1. Kinetic Energy, which is the work that the object could do (like getting it to go so far up a slope) It's given by the formula K.E. = half times mass times velocity squared.
2. Momentum, which is equal to its mass times its velocity. Sometimes the word 'inertia' is used (wrongly, if you want to be accurate). Momentum is a quantity that is always conserved during collisions and that makes it very useful in calculations.

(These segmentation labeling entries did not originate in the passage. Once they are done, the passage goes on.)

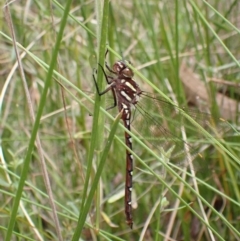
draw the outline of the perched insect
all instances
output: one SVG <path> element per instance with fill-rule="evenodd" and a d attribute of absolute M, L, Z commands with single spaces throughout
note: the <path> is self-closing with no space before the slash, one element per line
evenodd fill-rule
<path fill-rule="evenodd" d="M 156 95 L 149 94 L 142 91 L 139 85 L 133 80 L 134 73 L 127 66 L 126 60 L 119 60 L 114 63 L 112 69 L 105 64 L 108 71 L 114 75 L 109 76 L 106 74 L 104 68 L 102 71 L 104 73 L 105 79 L 107 81 L 108 87 L 104 91 L 100 91 L 94 77 L 94 82 L 96 85 L 97 93 L 101 96 L 109 91 L 112 91 L 114 104 L 107 108 L 107 110 L 114 107 L 118 107 L 119 112 L 123 112 L 122 120 L 126 129 L 131 131 L 131 123 L 134 119 L 135 121 L 135 111 L 140 113 L 140 117 L 144 119 L 145 124 L 140 127 L 141 130 L 144 128 L 148 129 L 150 133 L 155 133 L 161 136 L 161 141 L 155 140 L 155 147 L 160 149 L 161 147 L 171 146 L 174 143 L 178 149 L 177 154 L 172 155 L 171 159 L 178 160 L 179 163 L 185 164 L 187 154 L 184 151 L 186 145 L 190 152 L 196 154 L 196 149 L 192 148 L 189 144 L 183 141 L 181 138 L 177 137 L 176 134 L 172 134 L 168 128 L 164 125 L 164 118 L 159 118 L 159 114 L 162 116 L 167 116 L 171 118 L 171 121 L 181 122 L 184 118 L 182 112 L 183 109 L 176 105 L 164 100 L 163 98 L 156 97 Z M 149 112 L 149 107 L 152 108 L 152 113 Z M 169 115 L 171 113 L 171 115 Z M 136 114 L 137 115 L 137 114 Z M 190 115 L 193 118 L 198 119 L 198 122 L 202 125 L 209 125 L 211 122 L 211 116 L 202 112 L 192 112 Z M 178 123 L 179 125 L 179 123 Z M 171 139 L 171 140 L 170 140 Z M 125 143 L 130 150 L 132 150 L 132 139 L 129 133 L 125 132 Z M 202 164 L 201 164 L 202 165 Z M 133 218 L 132 218 L 132 175 L 133 175 L 133 155 L 126 150 L 126 181 L 125 181 L 125 214 L 126 222 L 132 228 Z"/>

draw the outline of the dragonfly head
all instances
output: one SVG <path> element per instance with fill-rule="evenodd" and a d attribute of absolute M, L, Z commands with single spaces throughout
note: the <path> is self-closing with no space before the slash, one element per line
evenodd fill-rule
<path fill-rule="evenodd" d="M 124 60 L 119 60 L 113 65 L 113 71 L 119 75 L 123 75 L 127 78 L 133 77 L 133 71 L 126 65 L 126 62 L 130 64 L 130 62 Z"/>

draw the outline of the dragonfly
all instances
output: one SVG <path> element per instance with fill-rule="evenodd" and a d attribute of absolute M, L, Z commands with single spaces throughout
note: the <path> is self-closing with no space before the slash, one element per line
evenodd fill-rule
<path fill-rule="evenodd" d="M 103 91 L 99 90 L 95 76 L 93 75 L 94 83 L 99 96 L 102 96 L 109 91 L 112 92 L 114 103 L 112 106 L 108 107 L 107 110 L 117 107 L 118 111 L 122 112 L 121 119 L 123 121 L 124 127 L 129 132 L 131 132 L 131 125 L 133 120 L 135 122 L 137 119 L 144 119 L 145 124 L 140 127 L 140 130 L 146 128 L 150 133 L 155 133 L 155 135 L 160 135 L 162 137 L 162 142 L 159 142 L 159 139 L 157 139 L 157 144 L 154 145 L 155 147 L 162 145 L 166 148 L 169 143 L 172 142 L 175 143 L 175 145 L 178 147 L 178 150 L 180 151 L 172 155 L 171 159 L 186 159 L 186 152 L 184 151 L 186 145 L 188 149 L 191 149 L 191 153 L 197 153 L 196 149 L 186 143 L 186 141 L 183 141 L 177 137 L 177 135 L 172 134 L 164 124 L 164 121 L 159 119 L 159 113 L 162 115 L 166 115 L 166 113 L 168 115 L 169 113 L 173 113 L 173 115 L 169 116 L 169 118 L 171 118 L 171 120 L 175 120 L 175 122 L 181 122 L 183 119 L 183 115 L 181 115 L 181 113 L 184 112 L 184 110 L 163 98 L 157 97 L 155 94 L 150 94 L 143 91 L 133 79 L 134 73 L 128 67 L 129 63 L 130 62 L 126 60 L 118 60 L 113 64 L 113 67 L 110 68 L 107 62 L 105 62 L 105 67 L 109 71 L 110 75 L 107 75 L 104 68 L 99 64 L 108 85 L 107 88 Z M 155 111 L 154 113 L 150 114 L 149 109 L 153 107 L 155 107 Z M 198 111 L 192 111 L 190 115 L 193 116 L 194 119 L 198 119 L 199 123 L 205 124 L 209 124 L 211 118 L 209 114 Z M 171 142 L 168 141 L 169 139 L 171 139 Z M 149 142 L 151 142 L 150 139 Z M 131 135 L 126 131 L 125 144 L 130 150 L 133 150 Z M 182 163 L 185 163 L 185 161 Z M 133 155 L 128 149 L 126 149 L 125 215 L 126 223 L 130 226 L 131 229 L 133 227 L 132 179 Z"/>

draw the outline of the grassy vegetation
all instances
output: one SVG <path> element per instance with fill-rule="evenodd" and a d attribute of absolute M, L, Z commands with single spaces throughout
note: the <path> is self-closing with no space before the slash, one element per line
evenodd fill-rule
<path fill-rule="evenodd" d="M 16 40 L 3 16 L 0 31 L 0 240 L 240 240 L 239 7 L 11 3 Z M 136 114 L 133 230 L 124 215 L 124 127 L 116 129 L 105 97 L 90 94 L 95 72 L 105 88 L 98 63 L 106 48 L 110 65 L 131 61 L 143 90 L 190 111 L 177 119 L 145 103 L 159 120 L 165 115 L 175 141 L 186 138 L 191 154 L 201 152 L 186 166 L 184 142 L 167 141 L 148 121 L 138 127 Z"/>

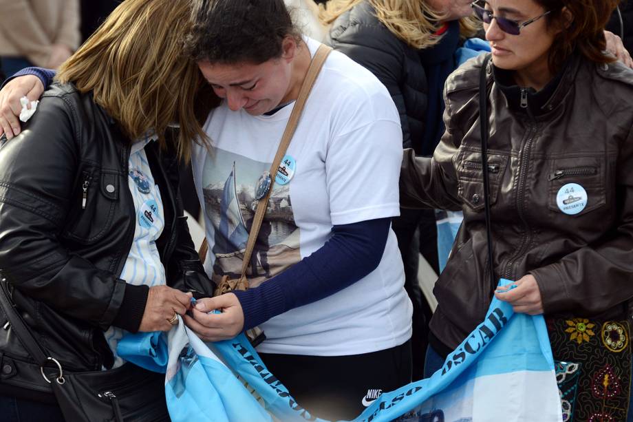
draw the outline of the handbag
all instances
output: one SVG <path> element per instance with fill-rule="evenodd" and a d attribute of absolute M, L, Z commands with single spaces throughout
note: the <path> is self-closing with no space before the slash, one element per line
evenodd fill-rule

They both relate to your idea of "potential force". When the bowling ball is brought to a halt its momentum is brought to zero by the force from the wall acting for a short time. Or, when you fire a gun, the light bullet goes off fast and the massive gun recoils slowly; momentum in each direction is the same.
There's no end to this sort of stuff.

25. Feb 3, 2010

### gazebo_dude

Force is not a property of an object. The bowling ball does not "have" force. Also the term "potential force" is very misleading. There is no such thing as a store of force inside an object which can be used up. If there were such a thing then how could an object sit on a table for an indefinite amount of time while all of the force is being used up? Force is a property of the interaction between two objects.

There is also no such thing as "the maximum force of the ball." There is a force, which when exerted on the ball for a given amount of time, will bring it to a stop. There is nothing terribly special about this force (from the standpoint of physics - although crash test dummies might care about it), and, by a suitable arrangement, a much larger force could be exerted by the ball on a wall.

When a bowling ball hits a pin the bowling ball exerts a force on the pin. The pin also exerts an equal and opposite force on the ball. Force is mass times acceleration (or rate of change of momentum, technically). Since there is a net force $$\vec{F}$$ on the bowling ball it will accelerate in the direction of the force with acceleration $$\vec{a}=\vec{F}/m_b$$ where $$m_b$$ is the mass of the ball. There is a force $$-\vec{F}$$ on the pin (equal and opposite, remember?) so the pin accelerates with acceleration $$\vec{a}=-\vec{F}/m_p$$ where $$m_p$$ is the mass of the pin. The same story applies for a ball hitting a wall, or two electric charges, or any other collision.

If you want to figure out how something is going to accelerate (or not accelerate, as the case may be), then just find the forces on it due to the interactions it has with all the other objects around, then add them up to find the net force on the object, then divide by the object's mass.

If you know, for instance, that a book on the table is not accelerating then you know that the total force on that book is zero. Since the Earth exerts a downward force of gravity on the book, there must be a compensating force coming from somewhere else. In this case it is the contact force of the table pushing upwards on the book. If that compensating force were not there then the book would accelerate.